Innenminister Friedrich im Interview: "Staatssport ist nicht unsere Tradition"

Innen- und Sportminister Hans-Peter Friedrich über wenig Geld für Gold, eine deutsche Bewerbung um Olympische Spiele – und Gewalt in den Fußballstadien.

Herr Friedrich, haben Sie beim Besuch in London Ihren olympischen Moment erlebt?

Ich bin ja das erste Mal bei Olympischen Spielen und habe gleich bei meinem ersten Wettkampfbesuch einen sportlichen Glücksmoment erlebt. Beim Turnen im Mehrkampf. Da war Marcel Nguyen nach dem ersten Gerät auf Platz 24. Und irgendwann, als er auf Platz zehn oder elf war, habe ich gefragt: Wann hat eigentlich schon einmal ein Deutscher eine Medaille im Mehrkampf geholt? Keiner meiner Sitznachbarn wusste das so genau. Dann plötzlich kam es immer näher. Für mich war das die fantastischste Medaille überhaupt. Ja, das war mein olympischer Moment.

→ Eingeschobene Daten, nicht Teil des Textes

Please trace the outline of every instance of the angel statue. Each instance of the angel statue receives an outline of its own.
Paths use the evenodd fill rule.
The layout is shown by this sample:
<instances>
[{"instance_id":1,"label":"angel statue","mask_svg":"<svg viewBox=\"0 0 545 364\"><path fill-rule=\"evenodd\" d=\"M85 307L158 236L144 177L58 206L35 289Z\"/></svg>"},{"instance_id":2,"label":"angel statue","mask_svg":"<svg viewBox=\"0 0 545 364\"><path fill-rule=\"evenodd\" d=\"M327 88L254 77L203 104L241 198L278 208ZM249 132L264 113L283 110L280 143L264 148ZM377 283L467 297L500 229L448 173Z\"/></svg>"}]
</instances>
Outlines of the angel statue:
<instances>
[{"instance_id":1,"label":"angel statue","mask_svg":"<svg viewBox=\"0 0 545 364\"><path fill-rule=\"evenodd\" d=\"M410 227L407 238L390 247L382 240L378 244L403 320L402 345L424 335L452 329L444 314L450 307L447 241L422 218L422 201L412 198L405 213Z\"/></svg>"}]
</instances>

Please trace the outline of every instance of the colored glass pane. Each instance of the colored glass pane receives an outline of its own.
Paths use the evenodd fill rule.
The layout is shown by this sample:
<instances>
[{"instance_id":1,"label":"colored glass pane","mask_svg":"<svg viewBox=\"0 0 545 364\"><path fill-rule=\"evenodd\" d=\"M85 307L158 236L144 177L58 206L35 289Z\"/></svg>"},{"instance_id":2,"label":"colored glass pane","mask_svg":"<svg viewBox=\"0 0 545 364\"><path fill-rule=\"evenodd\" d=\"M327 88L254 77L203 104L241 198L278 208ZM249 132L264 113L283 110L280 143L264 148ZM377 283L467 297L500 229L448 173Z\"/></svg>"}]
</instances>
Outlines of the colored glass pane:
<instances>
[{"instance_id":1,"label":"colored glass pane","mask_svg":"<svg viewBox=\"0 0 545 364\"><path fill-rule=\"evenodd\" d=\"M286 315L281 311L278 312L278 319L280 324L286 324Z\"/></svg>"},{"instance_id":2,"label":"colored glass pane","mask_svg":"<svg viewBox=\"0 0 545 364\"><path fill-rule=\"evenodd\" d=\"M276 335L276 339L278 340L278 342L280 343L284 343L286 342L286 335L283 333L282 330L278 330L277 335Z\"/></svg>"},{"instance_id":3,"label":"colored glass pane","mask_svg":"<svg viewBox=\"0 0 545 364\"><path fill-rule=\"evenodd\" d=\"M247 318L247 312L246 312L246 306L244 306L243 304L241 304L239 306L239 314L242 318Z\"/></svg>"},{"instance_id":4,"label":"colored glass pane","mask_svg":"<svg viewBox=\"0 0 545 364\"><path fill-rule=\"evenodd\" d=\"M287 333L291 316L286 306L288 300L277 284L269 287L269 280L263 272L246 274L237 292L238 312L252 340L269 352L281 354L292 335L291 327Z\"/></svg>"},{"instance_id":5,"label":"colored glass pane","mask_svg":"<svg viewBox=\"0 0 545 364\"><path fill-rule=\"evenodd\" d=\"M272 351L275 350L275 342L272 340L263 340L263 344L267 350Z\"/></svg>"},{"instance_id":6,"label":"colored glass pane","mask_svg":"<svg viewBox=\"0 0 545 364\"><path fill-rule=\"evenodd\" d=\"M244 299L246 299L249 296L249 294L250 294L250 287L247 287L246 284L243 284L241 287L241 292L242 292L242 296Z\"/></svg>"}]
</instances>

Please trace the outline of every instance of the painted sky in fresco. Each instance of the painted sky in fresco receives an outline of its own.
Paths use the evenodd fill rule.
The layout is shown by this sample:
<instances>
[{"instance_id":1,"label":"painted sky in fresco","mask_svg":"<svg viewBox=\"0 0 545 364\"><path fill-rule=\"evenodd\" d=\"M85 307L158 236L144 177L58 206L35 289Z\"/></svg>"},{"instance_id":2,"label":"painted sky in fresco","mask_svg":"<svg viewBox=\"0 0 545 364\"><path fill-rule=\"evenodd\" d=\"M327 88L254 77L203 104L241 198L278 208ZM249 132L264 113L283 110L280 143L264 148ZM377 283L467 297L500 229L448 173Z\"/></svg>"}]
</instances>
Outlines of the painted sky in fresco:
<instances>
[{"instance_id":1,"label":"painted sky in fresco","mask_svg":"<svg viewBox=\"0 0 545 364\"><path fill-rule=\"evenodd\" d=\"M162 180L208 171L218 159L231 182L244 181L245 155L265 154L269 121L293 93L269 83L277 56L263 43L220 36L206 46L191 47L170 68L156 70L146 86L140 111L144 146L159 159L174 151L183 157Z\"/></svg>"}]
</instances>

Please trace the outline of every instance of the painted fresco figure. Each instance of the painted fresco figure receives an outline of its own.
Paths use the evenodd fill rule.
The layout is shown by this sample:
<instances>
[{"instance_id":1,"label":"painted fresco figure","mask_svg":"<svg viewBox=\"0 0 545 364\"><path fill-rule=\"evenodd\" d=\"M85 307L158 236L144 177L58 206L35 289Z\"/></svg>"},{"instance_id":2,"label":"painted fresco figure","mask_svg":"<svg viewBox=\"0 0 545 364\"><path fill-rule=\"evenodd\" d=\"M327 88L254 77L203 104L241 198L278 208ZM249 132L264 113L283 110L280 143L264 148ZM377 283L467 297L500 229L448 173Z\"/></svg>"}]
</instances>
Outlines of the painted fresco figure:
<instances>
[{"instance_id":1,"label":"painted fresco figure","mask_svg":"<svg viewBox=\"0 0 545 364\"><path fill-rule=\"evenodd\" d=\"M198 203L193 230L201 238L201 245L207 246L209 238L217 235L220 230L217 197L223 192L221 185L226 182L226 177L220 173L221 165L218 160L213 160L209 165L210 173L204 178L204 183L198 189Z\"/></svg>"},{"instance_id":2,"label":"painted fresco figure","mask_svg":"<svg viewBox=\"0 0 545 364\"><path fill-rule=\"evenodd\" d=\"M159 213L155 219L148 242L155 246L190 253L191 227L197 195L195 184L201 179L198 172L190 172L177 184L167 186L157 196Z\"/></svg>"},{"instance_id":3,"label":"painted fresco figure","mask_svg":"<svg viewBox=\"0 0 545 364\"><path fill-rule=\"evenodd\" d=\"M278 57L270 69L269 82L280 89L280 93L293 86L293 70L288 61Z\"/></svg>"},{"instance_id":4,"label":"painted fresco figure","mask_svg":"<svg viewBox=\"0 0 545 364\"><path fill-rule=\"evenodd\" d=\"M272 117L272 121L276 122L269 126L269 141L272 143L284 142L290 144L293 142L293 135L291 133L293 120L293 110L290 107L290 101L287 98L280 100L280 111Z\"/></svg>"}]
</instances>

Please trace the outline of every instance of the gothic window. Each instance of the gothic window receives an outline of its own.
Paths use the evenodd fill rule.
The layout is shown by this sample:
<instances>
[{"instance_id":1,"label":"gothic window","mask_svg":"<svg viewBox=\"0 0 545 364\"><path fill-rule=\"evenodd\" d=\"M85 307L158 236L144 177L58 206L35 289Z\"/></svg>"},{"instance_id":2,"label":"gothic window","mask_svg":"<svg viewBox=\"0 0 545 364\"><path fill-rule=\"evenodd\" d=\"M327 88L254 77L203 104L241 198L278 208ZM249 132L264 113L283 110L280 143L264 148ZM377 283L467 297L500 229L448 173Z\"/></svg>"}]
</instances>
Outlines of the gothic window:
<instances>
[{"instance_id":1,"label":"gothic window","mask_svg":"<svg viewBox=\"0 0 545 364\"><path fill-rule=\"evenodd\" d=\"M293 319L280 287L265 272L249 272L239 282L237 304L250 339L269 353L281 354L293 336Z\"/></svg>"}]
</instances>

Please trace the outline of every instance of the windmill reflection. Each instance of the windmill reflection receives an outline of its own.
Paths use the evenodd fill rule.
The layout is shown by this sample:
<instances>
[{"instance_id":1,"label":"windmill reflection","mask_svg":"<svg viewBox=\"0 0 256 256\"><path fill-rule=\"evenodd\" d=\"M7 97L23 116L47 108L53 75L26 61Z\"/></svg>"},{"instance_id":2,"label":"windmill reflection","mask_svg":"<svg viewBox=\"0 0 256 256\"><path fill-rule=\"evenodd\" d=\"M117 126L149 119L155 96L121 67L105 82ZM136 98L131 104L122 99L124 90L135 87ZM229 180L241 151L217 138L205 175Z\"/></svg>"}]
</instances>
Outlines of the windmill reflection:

Ein anderer Moment beschäftigt derzeit Deutschland. Die Ruderin Nadja Drygalla ist aus London abgereist, nachdem bekannt geworden war, dass ihr Lebensgefährte für die NPD kandidiert hatte. Können Sie glauben, dass davon niemand im deutschen Team etwas gewusst hat?

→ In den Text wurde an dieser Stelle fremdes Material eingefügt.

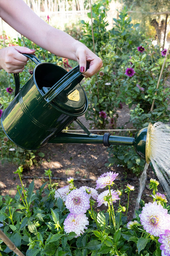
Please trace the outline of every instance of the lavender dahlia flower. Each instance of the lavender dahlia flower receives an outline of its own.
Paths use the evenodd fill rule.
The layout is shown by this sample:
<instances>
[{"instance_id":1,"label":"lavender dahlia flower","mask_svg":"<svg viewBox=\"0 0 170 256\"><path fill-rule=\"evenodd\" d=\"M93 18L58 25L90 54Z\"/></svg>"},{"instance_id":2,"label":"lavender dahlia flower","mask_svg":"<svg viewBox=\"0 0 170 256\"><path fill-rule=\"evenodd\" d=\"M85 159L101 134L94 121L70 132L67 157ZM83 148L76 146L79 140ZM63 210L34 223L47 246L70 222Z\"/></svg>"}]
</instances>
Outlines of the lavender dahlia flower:
<instances>
[{"instance_id":1,"label":"lavender dahlia flower","mask_svg":"<svg viewBox=\"0 0 170 256\"><path fill-rule=\"evenodd\" d=\"M98 178L96 181L97 183L96 188L103 188L107 186L112 185L114 184L113 181L115 180L119 173L116 173L113 172L107 172L101 175Z\"/></svg>"},{"instance_id":2,"label":"lavender dahlia flower","mask_svg":"<svg viewBox=\"0 0 170 256\"><path fill-rule=\"evenodd\" d=\"M135 73L135 71L132 68L128 68L126 70L125 75L126 75L128 76L131 77L134 75Z\"/></svg>"},{"instance_id":3,"label":"lavender dahlia flower","mask_svg":"<svg viewBox=\"0 0 170 256\"><path fill-rule=\"evenodd\" d=\"M0 109L0 117L1 117L2 116L3 112L3 110L2 110L2 109Z\"/></svg>"},{"instance_id":4,"label":"lavender dahlia flower","mask_svg":"<svg viewBox=\"0 0 170 256\"><path fill-rule=\"evenodd\" d=\"M147 232L155 236L158 236L170 228L170 215L166 209L156 202L145 204L139 215L141 224Z\"/></svg>"},{"instance_id":5,"label":"lavender dahlia flower","mask_svg":"<svg viewBox=\"0 0 170 256\"><path fill-rule=\"evenodd\" d=\"M109 198L109 202L110 204L111 204L112 202L114 203L116 202L116 200L119 200L120 198L119 197L119 195L117 191L116 191L113 189L111 189L110 191L111 192L111 195L112 195L112 197ZM106 206L107 205L107 201L106 199L107 197L108 197L110 196L110 192L109 189L103 191L102 193L101 193L98 196L97 198L97 202L98 203L98 206L100 206L104 204Z\"/></svg>"},{"instance_id":6,"label":"lavender dahlia flower","mask_svg":"<svg viewBox=\"0 0 170 256\"><path fill-rule=\"evenodd\" d=\"M67 196L65 205L72 213L85 213L90 206L88 195L81 188L74 189Z\"/></svg>"},{"instance_id":7,"label":"lavender dahlia flower","mask_svg":"<svg viewBox=\"0 0 170 256\"><path fill-rule=\"evenodd\" d=\"M55 198L58 199L60 197L63 202L65 201L66 198L70 191L69 188L69 186L68 185L55 190L54 195Z\"/></svg>"},{"instance_id":8,"label":"lavender dahlia flower","mask_svg":"<svg viewBox=\"0 0 170 256\"><path fill-rule=\"evenodd\" d=\"M80 234L83 234L84 229L87 228L86 225L88 225L89 222L84 213L77 215L70 213L65 220L63 224L65 232L74 232L77 235L75 237L77 237L80 236Z\"/></svg>"},{"instance_id":9,"label":"lavender dahlia flower","mask_svg":"<svg viewBox=\"0 0 170 256\"><path fill-rule=\"evenodd\" d=\"M165 230L159 236L158 242L162 244L160 246L162 256L170 256L170 230Z\"/></svg>"}]
</instances>

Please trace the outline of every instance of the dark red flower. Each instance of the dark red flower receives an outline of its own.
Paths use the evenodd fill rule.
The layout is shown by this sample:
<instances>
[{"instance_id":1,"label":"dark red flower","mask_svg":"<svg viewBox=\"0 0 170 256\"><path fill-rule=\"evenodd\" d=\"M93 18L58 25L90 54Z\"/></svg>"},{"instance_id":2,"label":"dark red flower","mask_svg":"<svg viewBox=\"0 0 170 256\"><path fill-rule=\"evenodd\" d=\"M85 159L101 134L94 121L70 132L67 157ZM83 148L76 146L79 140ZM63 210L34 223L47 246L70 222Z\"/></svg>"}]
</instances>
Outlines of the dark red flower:
<instances>
[{"instance_id":1,"label":"dark red flower","mask_svg":"<svg viewBox=\"0 0 170 256\"><path fill-rule=\"evenodd\" d=\"M137 47L137 51L138 51L139 52L144 52L144 51L145 51L144 47L143 47L143 46L142 46L142 45L138 46Z\"/></svg>"},{"instance_id":2,"label":"dark red flower","mask_svg":"<svg viewBox=\"0 0 170 256\"><path fill-rule=\"evenodd\" d=\"M7 92L9 92L9 93L11 94L12 92L13 91L13 90L12 88L11 88L11 86L10 86L9 87L8 87L7 88L6 88L6 91Z\"/></svg>"}]
</instances>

Dieser Fall schlägt in der Tat sehr hohe Wellen. Jetzt müssen erst einmal der Sachverhalt und die Hintergründe aufgeklärt werden, bevor man sich voreilig äußert.

Gibt es etwas bei Olympia, das Ihre Perspektive als Sportminister prägen könnte?

Bei den Gesprächen hier mit sehr vielen Experten und Präsidenten der Fachverbände gibt mir jeder mal eine Idee mit auf den Weg. Und ich habe das Gefühl: Es gibt noch Dinge zu tun. Wir müssen mal neue Wege gehen und etwas ausprobieren.

Was meinen Sie damit?

Ich glaube, man muss zum Beispiel die Übergänge zwischen Nachwuchs- und Leistungssport noch mehr im Blick haben. Ich will mich nicht in Länderkompetenzen einmischen, sondern setze dabei auch ein bisschen auf die Wirtschaft. Vielleicht kann auf lokaler Ebene mal ein Leistungsnachwuchsteam gegründet werden, gefördert von einem Unternehmen. Ich bin jedenfalls davon überzeugt, dass wir auf die ganze Breite der olympischen Sportarten setzen sollten, nicht nur auf die, in denen wir die meisten Medaillenchancen haben.

"Wir haben mit dem DOSB keine Vereinbarung über Medaillenziele"

Manche Sportler, wie der Judoka Ole Bischof, sagen: 15 000 Euro als Prämie für eine Goldmedaille sind im Vergleich zu anderen Ländern mickrig. Sehen Sie das auch so?

Verstehen kann ich das schon. Die Sportler investieren unheimlich viel Zeit, Kraft und Energie. Am Ende jubeln Millionen, wenn es Gold gibt. Aber für die Prämien der Sportler ist ja nicht die Politik zuständig, sondern der Sport. In einer Staatswirtschaft kann man sagen: Du bist jetzt unser Staatssportler und bekommst eine Pension. Aber das ist nicht unsere Tradition.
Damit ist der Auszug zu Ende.